## sms spam detector

### setup

In [17]:
%pip install pandas
%pip install scikit-learn
%pip install nltk

Note: you may need to restart the kernel to use updated packages.
Collecting scikit-learn
  Using cached scikit_learn-1.6.1-cp313-cp313-macosx_12_0_arm64.whl.metadata (31 kB)
Collecting scipy>=1.6.0 (from scikit-learn)
  Using cached scipy-1.15.2-cp313-cp313-macosx_14_0_arm64.whl.metadata (61 kB)
Collecting threadpoolctl>=3.1.0 (from scikit-learn)
  Using cached threadpoolctl-3.6.0-py3-none-any.whl.metadata (13 kB)
Using cached scikit_learn-1.6.1-cp313-cp313-macosx_12_0_arm64.whl (11.1 MB)
Using cached scipy-1.15.2-cp313-cp313-macosx_14_0_arm64.whl (22.4 MB)
Using cached threadpoolctl-3.6.0-py3-none-any.whl (18 kB)
Installing collected packages: threadpoolctl, scipy, scikit-learn
Successfully installed scikit-learn-1.6.1 scipy-1.15.2 threadpoolctl-3.6.0
Note: you may need to restart the kernel to use updated packages.
Note: you may need to restart the kernel to use updated packages.


### data prepatation

In [12]:
import pandas as pd

# load datasets

train_df = pd.read_csv('./datasets/sms_train.csv', encoding='latin-1')
test_df = pd.read_csv('./datasets/sms_test.csv', encoding='latin-1')

In [13]:
# drop unnecessary columns

train_df = train_df[['Message_body', 'Label']]
test_df = test_df[['Message_body', 'Label']]


# rename columns

train_df = train_df.rename(columns={'Message_body': 'text', 'Label': 'label'})
test_df = test_df.rename(columns={'Message_body': 'text', 'Label': 'label'})


# map labels to integers

label_mapping = {
    'Non-Spam': 0,
    'Spam': 1
}

train_df['label'] = train_df['label'].map(label_mapping)
test_df['label'] = test_df['label'].map(label_mapping)

### text preprocessing

In [37]:
import re
import nltk
from nltk.corpus import stopwords, wordnet
from nltk.stem import WordNetLemmatizer
from nltk.tokenize import word_tokenize

nltk.download('punkt')
nltk.download("stopwords")
nltk.download('averaged_perceptron_tagger_eng')
nltk.download('wordnet')

# preprocess text

def get_wordnet_pos(treebank_tag):
    if treebank_tag.startswith('J'):
        return wordnet.ADJ
    elif treebank_tag.startswith('V'):
        return wordnet.VERB
    elif treebank_tag.startswith('N'):
        return wordnet.NOUN
    elif treebank_tag.startswith('R'):
        return wordnet.ADV
    else:
        return wordnet.NOUN

def preprocess_text(text):
    # convert to lowercase
    text = text.lower()
    # remove special characters and numbers
    text = re.sub(r'[^a-zA-Z\s]', '', text)

    # tokenization
    tokens = word_tokenize(text)

    # stop words filtering
    stop_words = set(stopwords.words('english'))
    tokens = [word for word in tokens if word not in stop_words]

    # pos tagging
    pos_tags = nltk.pos_tag(tokens)

    # lemmatization
    lemmatizer = WordNetLemmatizer()
    tokens = [lemmatizer.lemmatize(word, pos=get_wordnet_pos(pos)) for word, pos in pos_tags]

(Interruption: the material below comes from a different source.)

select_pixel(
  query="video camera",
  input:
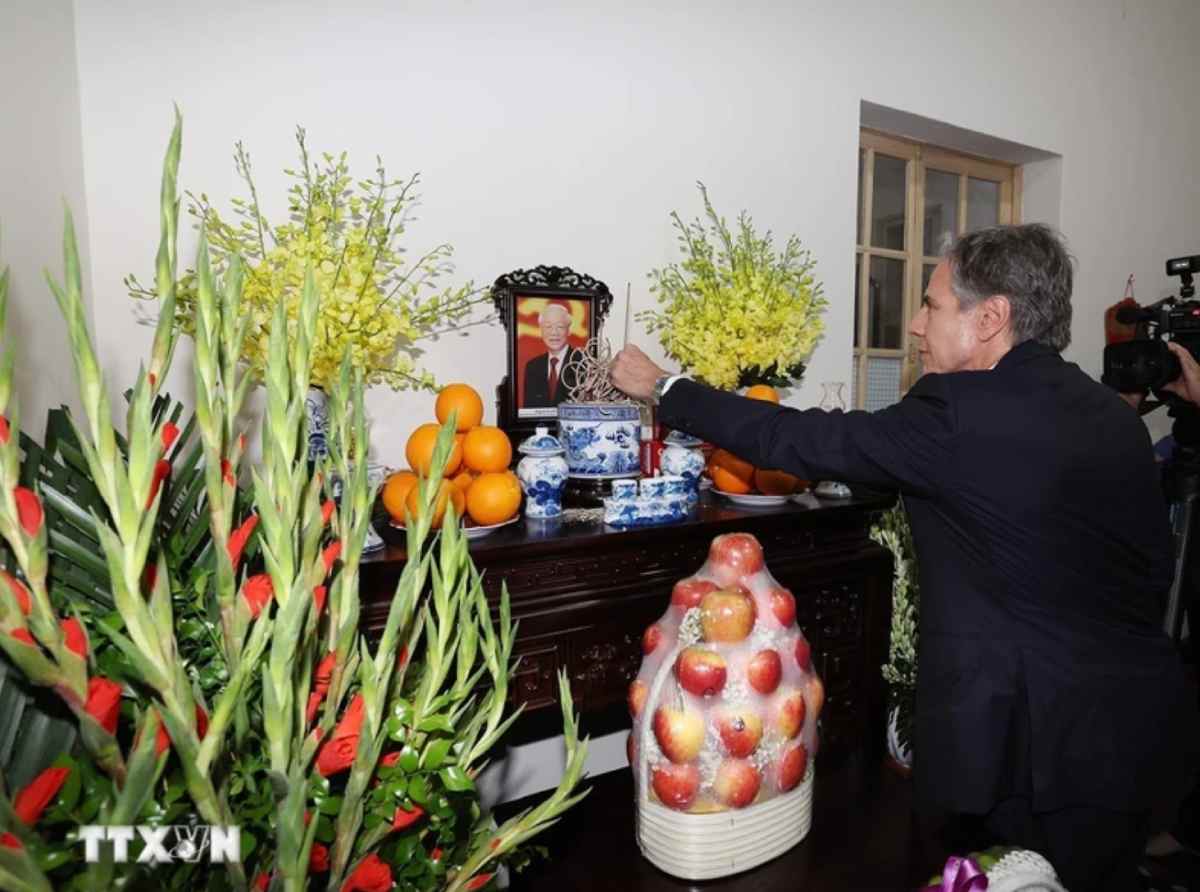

    return ' '.join(tokens)

train_df['preprocessed'] = train_df['text'].apply(preprocess_text)
test_df['preprocessed'] = test_df['text'].apply(preprocess_text)

[nltk_data] Downloading package punkt to /Users/cyrus/nltk_data...
[nltk_data]   Package punkt is already up-to-date!
[nltk_data] Downloading package stopwords to /Users/cyrus/nltk_data...
[nltk_data]   Package stopwords is already up-to-date!
[nltk_data] Downloading package averaged_perceptron_tagger_eng to
[nltk_data]     /Users/cyrus/nltk_data...
[nltk_data]   Package averaged_perceptron_tagger_eng is already up-to-
[nltk_data]       date!
[nltk_data] Downloading package wordnet to /Users/cyrus/nltk_data...
[nltk_data]   Package wordnet is already up-to-date!


### splitting dataset

In [38]:
from sklearn.model_selection import train_test_split

merge_df = pd.concat([train_df, test_df], ignore_index=True)

X_train, X_test, y_train, y_test = train_test_split(
    merge_df['preprocessed'],
    merge_df['label'],
    test_size=0.2,
    random_state=42,
    stratify=merge_df['label']
)

### vectorization

In [39]:
from sklearn.feature_extraction.text import TfidfVectorizer


vectorizer = TfidfVectorizer(max_features=5000)

X_train_vectorized = vectorizer.fit_transform(X_train)
X_test_vectorized = vectorizer.transform(X_test)